Si je te posais cette question: Aimes-tu l'argent ? peut-être me répondrais-tu comme Arlequin : Je l'aime d'autant plus que j'en ai d'autant moins...., et cette réponse ne satisferait que très imparfaitement ma curiosité, car, je l'avoue, j'ignore complétement en ce moment l'état de tes finances; aussi je n'insiste pas, et je vais tout simplement, sans autre formalité qu'une assurance de ta part d'être discret, te révéler l'existence bien constatée d'un immense trésor me promets-tu le secret le plus absolu?..... Eh bien, suis-moi.

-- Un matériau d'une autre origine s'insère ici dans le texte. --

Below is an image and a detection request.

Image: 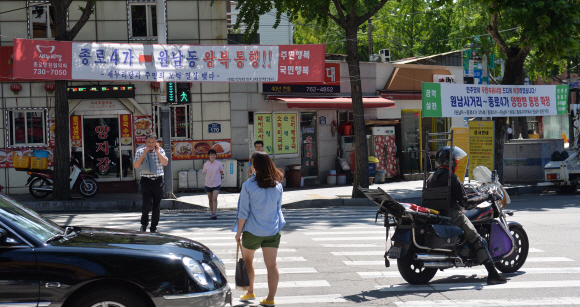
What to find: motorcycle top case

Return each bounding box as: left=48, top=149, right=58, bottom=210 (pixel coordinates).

Quand on sort de Lorient par la porte de Ploemeur, on s'engage, à droite, dans les allées de Merville, qu'on doit bientôt quitter pour prendre à gauche un chemin étroit, non planté, contournant à l'ouest le Polygone. Derrière ce Polygone, on se trouve sur la route qui de la Fontaine-aux-Anglais se rend au pont suspendu de Kermélo, jeté sur le Ter, et conduit de là soit à Larmor, soit à Kernével.
Il faut s'arrêter sur un des sommets de la route de Larmor, au pied d'un moulin à vent, et s'orienter au sud-ouest, en jetant les yeux sur l'île de Groix. Dans cette direction, et à moins de 500 mètres, on aperçoit, entre un grand champ et un petit pré, un édifice ruiné près d'un lavoir dont les eaux s'écoulent à travers les prairies jusqu'à la mer.
Ces ruines sont fort anciennes, trop considérables pour être celles d'une simple maison, et trop peu importantes pour avoir appartenu à un château. Ce sont les ruines du manoir de Kerbihan (le petit village), nommé aussi Ty-en-Diaul (maison du diable)!.... c'est là, c'est dans ces ruines qu'est caché le trésor dont je viens de t'indiquer avec soin le gisement, et dont je vais maintenant te faire connaître l'origine et l'importance.
« Il y a long-temps, oh! mais bien long-temps, qu'une famille inconnue aux gens de Larmor vint s'établir au manoir de Kerbihan, qu'elle avait fait bâtir. Cette famille se composait de deux hommes, le père et le fils, et de deux femmes, la maîtresse de maison et la fille de service. Tous parlaient une langue inconnue, et vivaient dans un complet isolement.
La curiosité des gens du pays, vivement excitée à leur sujet, ne pouvait, quoi qu'elle fit, pénétrer le secret de leur passé, et encore moins fouiller dans la vie murée qu'ils s'étaient faite. Tout ce qu'on savait, c'est qu'ils étaient riches; ils avaient bâti un manoir et ils payaient largement ce qu'ils achetaient; c'est qu'ils aimaient la pêche; chaque jour ils allaient jeter leurs filets dans la passe de Groix; c'est qu'ils étaient familiers avec la mer; quelque temps qu'il fit, ils montaient leur barque et affrontaient les vents et les flots, si redoutables dans ces parages; c'est qu'enfin ils étaient païens; ils ne paraissaient jamais à l'église et ne saluaient point M. le curé.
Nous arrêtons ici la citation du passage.